Ammi sat before the three-quarter mirror on the brocade-covered stool that went with it. Her jet hair open, falling almost to her waist. Abba stood behind her, looking at her eyes twinkling at him in the mirror as he brushed her hair. They weren’t the brisk, business-like strokes that my hair was subjected to when being tamed by a parent, but gentle, languid ones. It’ll take him forever if he’s going to be that slow about it, I thought frowning, brushing her hair like that while I die of stomach ache.
I realized my mother was looking at me in the mirror.
‘Aslam,’ she raised her eyes to his again, ‘close the door, will you. There’s a draft in the room.’
I fled back to my room before he got to the door, feeling oddly guilty, like I had stumbled upon not one but two dangerous secrets in one day. I felt so nervous I forgot all about putting the postcards and photograph back in their place.

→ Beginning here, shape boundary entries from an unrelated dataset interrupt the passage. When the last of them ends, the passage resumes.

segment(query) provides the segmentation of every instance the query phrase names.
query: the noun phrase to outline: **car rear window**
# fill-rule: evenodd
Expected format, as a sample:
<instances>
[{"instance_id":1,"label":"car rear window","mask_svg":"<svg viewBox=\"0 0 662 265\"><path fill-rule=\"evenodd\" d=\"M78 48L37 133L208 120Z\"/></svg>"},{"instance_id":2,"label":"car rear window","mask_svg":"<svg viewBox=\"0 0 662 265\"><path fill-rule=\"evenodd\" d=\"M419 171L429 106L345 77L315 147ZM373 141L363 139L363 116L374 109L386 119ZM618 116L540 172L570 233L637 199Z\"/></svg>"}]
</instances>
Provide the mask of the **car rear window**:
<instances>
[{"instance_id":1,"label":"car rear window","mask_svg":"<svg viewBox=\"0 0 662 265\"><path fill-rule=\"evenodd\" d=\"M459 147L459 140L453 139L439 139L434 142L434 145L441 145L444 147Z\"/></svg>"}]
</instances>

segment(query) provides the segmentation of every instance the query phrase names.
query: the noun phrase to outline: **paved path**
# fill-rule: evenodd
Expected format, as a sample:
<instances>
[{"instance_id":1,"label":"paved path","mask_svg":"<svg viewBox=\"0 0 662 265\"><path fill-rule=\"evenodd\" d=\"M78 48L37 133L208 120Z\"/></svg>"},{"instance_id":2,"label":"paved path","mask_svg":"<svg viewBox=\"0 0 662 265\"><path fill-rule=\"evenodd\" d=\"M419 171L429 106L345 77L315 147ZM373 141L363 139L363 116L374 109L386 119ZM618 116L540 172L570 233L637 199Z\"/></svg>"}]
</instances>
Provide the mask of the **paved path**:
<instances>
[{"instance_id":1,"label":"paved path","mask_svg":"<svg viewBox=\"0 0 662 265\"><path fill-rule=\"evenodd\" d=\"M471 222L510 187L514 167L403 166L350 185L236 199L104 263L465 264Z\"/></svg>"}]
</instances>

Abba came to my room later that night. I pretended to be asleep, keeping my eyes tightly shut despite the light spilling in from the open door. Abba used it to make his way around my room, straightening the clothes hung haphazardly from the back of the chair, arranging the books in a neat pile. He paused to admire my eraser collection, displayed proudly on a small table next to my desk. There were erasers of different shapes and sizes, squares, triangles, flowers, cars, trains, even a cricket bat. The fancy ones were never very effective, if God forbid you had to use one, but I liked to collect them anyway. My collection had flourished under my father’s patronage, and Chotay Mamu had contributed an eraser or two as well. Ammi only bought me a new eraser when I had done something she felt deserved a reward. The flower was from her. ‘Girly gifts for little girls,’ she had said, frowning at the airplane, ‘from someone who doesn’t want you to grow up to be an air hostess.’
Abba finally came and sat next to me on the bed.
‘I know you’re awake Ashoo.’
I squeezed my eyelids even more tightly shut.